# Help with aquarium lighting on 10 gallon tank!!!!!



## Johnaquariums (Jul 16, 2013)

I currently have a t8 15 watt full spectrum fixture in my 10 gallon tank is that enough to grow plants. If not what would you recommend to replace the bulb with without having to buy a brand new lighting fixture and the fixture is the aqueon deluxe aquarium hood. I'm new to the aquarium hobby and thank you for any response.


----------



## Black Hills Tj (Jul 19, 2013)

15w of T8 over a 10 gallon tank will indeed grow some low light plants such as elodea, crypts, anubias, java fern, java moss, and similar plants that aren't very needy.


----------



## UltraBlue (Mar 8, 2011)

As the previous poster mentioned that will grow undemanding plants. Great options for a beginner.

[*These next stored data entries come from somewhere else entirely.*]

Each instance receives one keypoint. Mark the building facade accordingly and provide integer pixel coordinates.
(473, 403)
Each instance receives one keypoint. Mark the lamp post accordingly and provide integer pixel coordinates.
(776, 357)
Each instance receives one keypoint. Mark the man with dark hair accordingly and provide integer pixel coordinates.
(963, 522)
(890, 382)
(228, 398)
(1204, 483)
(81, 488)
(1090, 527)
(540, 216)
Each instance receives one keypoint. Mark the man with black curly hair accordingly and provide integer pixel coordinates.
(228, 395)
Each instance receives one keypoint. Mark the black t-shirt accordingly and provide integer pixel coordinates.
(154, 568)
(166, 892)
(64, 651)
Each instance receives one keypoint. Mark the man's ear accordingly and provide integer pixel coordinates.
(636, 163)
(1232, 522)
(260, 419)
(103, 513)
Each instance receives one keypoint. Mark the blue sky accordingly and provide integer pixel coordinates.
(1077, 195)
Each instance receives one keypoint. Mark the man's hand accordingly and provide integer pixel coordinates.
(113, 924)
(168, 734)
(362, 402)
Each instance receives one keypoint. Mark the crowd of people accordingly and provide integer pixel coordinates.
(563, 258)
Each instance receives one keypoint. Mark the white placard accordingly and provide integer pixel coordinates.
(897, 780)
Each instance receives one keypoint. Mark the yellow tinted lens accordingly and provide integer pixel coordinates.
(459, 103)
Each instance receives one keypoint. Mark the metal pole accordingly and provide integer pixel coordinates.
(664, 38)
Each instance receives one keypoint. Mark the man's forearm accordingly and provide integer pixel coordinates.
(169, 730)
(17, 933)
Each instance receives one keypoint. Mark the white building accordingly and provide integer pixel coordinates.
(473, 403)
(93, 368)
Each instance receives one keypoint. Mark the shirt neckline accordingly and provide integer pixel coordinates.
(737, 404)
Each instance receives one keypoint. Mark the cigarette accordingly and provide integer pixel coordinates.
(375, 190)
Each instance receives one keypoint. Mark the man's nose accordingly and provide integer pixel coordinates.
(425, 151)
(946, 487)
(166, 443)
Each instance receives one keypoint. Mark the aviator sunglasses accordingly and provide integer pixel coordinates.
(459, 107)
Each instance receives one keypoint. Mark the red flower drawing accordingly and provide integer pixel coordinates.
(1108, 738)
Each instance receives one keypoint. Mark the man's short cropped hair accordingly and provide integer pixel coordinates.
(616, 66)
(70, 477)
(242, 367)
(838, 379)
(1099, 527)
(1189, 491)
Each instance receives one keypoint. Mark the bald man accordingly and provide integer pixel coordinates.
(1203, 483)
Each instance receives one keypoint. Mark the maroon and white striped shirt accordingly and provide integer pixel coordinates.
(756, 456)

I would add one additional comment. I would not increase the lighting without investing in a pressurized CO2 system first. Too much light and not enough CO2 leads to trouble.


----------



## PlantedTank (Sep 11, 2012)

I'm using two 10w CFLs over my 10g tank. I would say it's pretty bright - don't need much wattage for 11" tank height. They are mounted in "breeder" dome clamp-on fixtures in a vertical orientation, which is more efficient than horizontal and emits more light.


----------